My collection of containers:

My collection of containers:

1 Hawaiian Punch jug

Label removed, gift from my great

aunt used to store pennies she littered,

a basement hunt for me and three

cousins, now collecting bedroom dust

2 ají jars

Small, protruding checkered sides

that catch the sun, beautiful,

decorations on the mantle,

one now contains holy water

3 applesauce containers

Kept because of the indents at the side,

easy to hold, memories of the kids

who sloppily ate from it, pretty

pictures of apples and smiles

5 paper cups

Large, used to hold tickets

at arcades, strips still protruding,

never turned in, dusting, hoping

to be used for a giant pink dog

5 take-out salsa containers

Kept for stirring paint, easier

than buying brand-new,

in my basement waiting

for me to start painting again

6 water bottles

Empty, lying on the floor,

reminding of boys long gone,

drunk the day they took my heart,

the last piece I have to hold

The Guide to Making Up

The Guide to Making Up

 

  1. Take the brush and paint

a smile, lips curving

around gritted teeth.

Make sure the liner

stays within your lips

and doesn’t bleed, doesn’t

show him what’s real.

  1. Take him by the hand,

Cock your head and smile.

Bat your eyes and say,

“You coming?” Grin.

  1. Close the door behind

you, watch him turn the wheel

as he finds your spot.

No streetlights, no cameras,

a few empty cars

around so you don’t

look too suspicious.

  1. Let him grab your hair

as he breathes in deep

and exhales your soul,

plasters it against

your pale clammy skin.

  1. Close your eyes and stop

your heart from pumping.

Stop it before

It aches, grows weary

with reality.

  1. Know that what you’re doing

is for the best.

Whoever said happy

wife, happy life was dead

wrong.
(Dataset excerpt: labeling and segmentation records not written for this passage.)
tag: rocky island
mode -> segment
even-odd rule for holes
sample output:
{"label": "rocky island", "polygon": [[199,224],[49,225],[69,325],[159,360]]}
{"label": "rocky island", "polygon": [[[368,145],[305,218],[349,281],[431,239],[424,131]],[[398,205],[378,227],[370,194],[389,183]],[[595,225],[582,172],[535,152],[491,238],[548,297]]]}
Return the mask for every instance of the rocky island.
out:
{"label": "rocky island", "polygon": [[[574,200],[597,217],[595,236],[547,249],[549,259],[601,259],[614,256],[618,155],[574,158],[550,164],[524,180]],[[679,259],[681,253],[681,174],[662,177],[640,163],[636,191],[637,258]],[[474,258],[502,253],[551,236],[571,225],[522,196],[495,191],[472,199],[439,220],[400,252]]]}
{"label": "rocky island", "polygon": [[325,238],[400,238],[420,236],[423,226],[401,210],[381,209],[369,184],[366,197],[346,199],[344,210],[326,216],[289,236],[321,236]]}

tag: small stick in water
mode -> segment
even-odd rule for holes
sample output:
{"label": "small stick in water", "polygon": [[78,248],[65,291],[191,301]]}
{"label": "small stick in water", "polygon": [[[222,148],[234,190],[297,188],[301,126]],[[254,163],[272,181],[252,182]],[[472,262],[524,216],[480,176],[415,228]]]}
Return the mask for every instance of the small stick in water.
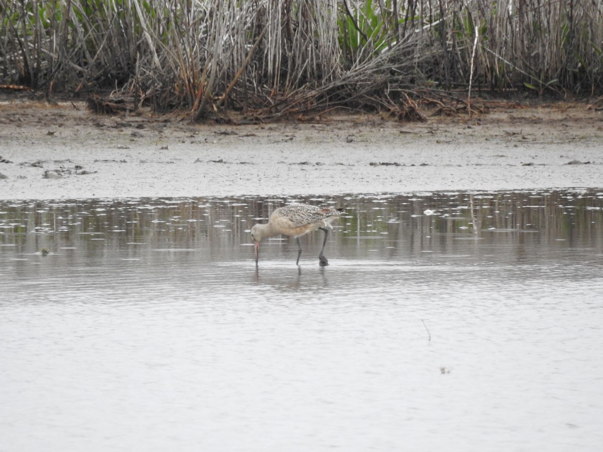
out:
{"label": "small stick in water", "polygon": [[429,333],[429,330],[428,330],[427,325],[425,324],[425,321],[423,319],[421,319],[421,321],[423,322],[423,326],[424,326],[425,329],[427,330],[427,334],[429,335],[429,341],[431,341],[431,333]]}

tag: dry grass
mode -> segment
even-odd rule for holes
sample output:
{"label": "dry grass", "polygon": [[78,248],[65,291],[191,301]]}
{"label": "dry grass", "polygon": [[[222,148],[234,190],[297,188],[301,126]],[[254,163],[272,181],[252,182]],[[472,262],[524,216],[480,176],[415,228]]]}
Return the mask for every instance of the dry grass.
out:
{"label": "dry grass", "polygon": [[470,86],[603,91],[595,1],[0,0],[0,17],[2,83],[49,98],[111,90],[197,120],[341,107],[417,118],[426,90]]}

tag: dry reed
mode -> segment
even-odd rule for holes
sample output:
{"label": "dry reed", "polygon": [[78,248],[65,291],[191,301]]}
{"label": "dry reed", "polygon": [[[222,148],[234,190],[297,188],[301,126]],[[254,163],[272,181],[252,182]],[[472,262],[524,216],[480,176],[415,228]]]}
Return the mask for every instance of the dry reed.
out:
{"label": "dry reed", "polygon": [[598,0],[0,0],[0,80],[197,119],[413,116],[426,89],[603,92]]}

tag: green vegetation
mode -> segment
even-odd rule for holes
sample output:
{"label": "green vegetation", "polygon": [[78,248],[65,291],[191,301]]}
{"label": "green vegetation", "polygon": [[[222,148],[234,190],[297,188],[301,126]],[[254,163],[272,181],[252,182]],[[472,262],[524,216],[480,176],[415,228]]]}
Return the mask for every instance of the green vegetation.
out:
{"label": "green vegetation", "polygon": [[0,0],[0,83],[200,120],[415,112],[426,92],[603,92],[603,7],[540,0]]}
They never knew

what it’s like to be

that wife, putting

make-up on to hide

the tears that stream.

In the beginning was the Word

In the beginning was the Word

 

In times of death, you wonder what you did to upset

the God above. Should you retrace your frail steps back,

beginning where you failed, taking you to birth, where silence

was your only cry? Graveyards filled by the hundreds today,

the forgotten bones all groaning, knowing only one

Word could erase death, could console a broken soul.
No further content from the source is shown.